Jean - Jacques Henner "Femme nue debout"
Henner was born on March 5, 1829 in Bernwiller, in the south of Alsace. He was the youngest of a farmer's six sons.
His artistic career falls into three periods. The first that of his youth, began in 1845 and ended with his winning the Prix de Rome in 1858. His first studies were in his hometown and Strasbourg, and then from 1846 he studied in Paris. During his early years, he painted numerous portraits on his family and other people close to him. The second period is that of his sojourn to Italy, from 1859 until 1864. At the Academie de France in Rome, he painted landscapes and copied works by Italian masters, including Giotto and Correggio. During the third period between 1864 and 1905, Henner was at the height of his powers. He lived in Paris, exhibited a handful of works at the Salon each year and basked in his reputation as an official artist. The painting in the Marubeni collection derives from this last period. In 1873, Henner received the Legion d'Honneur, rising through the ranks until he became grand officier in 1903.

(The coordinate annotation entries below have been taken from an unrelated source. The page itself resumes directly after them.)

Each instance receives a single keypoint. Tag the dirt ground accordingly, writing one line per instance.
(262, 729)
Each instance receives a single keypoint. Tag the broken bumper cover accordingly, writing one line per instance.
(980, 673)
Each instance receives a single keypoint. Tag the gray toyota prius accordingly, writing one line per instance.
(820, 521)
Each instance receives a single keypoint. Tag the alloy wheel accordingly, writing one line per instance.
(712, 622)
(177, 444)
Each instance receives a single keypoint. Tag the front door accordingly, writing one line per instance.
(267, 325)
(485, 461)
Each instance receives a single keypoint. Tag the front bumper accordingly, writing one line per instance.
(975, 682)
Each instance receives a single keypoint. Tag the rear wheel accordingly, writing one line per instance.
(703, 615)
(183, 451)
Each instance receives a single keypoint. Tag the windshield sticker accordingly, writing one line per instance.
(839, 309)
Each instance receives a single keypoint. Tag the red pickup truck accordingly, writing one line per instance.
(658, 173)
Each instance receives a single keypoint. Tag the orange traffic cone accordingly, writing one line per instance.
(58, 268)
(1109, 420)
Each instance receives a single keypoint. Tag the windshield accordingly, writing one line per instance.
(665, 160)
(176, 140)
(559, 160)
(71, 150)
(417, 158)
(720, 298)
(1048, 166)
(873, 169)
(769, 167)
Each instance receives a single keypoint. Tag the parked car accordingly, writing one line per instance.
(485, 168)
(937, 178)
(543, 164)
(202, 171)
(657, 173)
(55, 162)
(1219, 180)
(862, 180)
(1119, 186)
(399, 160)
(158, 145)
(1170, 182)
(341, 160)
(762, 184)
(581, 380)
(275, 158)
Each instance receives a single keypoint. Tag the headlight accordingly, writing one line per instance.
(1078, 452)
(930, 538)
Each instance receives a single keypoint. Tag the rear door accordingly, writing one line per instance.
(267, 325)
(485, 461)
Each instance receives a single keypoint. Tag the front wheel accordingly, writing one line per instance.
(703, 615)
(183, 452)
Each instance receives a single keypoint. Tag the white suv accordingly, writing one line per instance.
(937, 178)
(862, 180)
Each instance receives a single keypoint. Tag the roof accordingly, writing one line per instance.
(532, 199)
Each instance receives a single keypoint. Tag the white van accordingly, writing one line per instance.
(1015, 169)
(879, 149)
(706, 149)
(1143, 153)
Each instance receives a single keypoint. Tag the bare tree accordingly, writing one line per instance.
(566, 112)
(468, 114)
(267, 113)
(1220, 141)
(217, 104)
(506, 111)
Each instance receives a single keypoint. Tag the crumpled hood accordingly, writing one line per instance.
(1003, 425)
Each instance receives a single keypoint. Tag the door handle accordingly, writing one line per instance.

In his third period, Henner borrowed copiously from mythology and religion, finding particular inspiration in the pastoral poetry of Virgil and Ovid, which he delighted in reading. The Franco-Prussian war of 1870 - 71 cast a dark shadow over his life, not least because his native Alsace came under Prussian occupation, and his paintings took on an ironic pessimism. He sometimes portrayed the Alastian landscape at the nostalgic backdrop to a female nude, and in this regard may perhaps be regarded as a symbolist. He did not live to see his beloved Alsace returned to France, dying in Paris on July 23, 1905.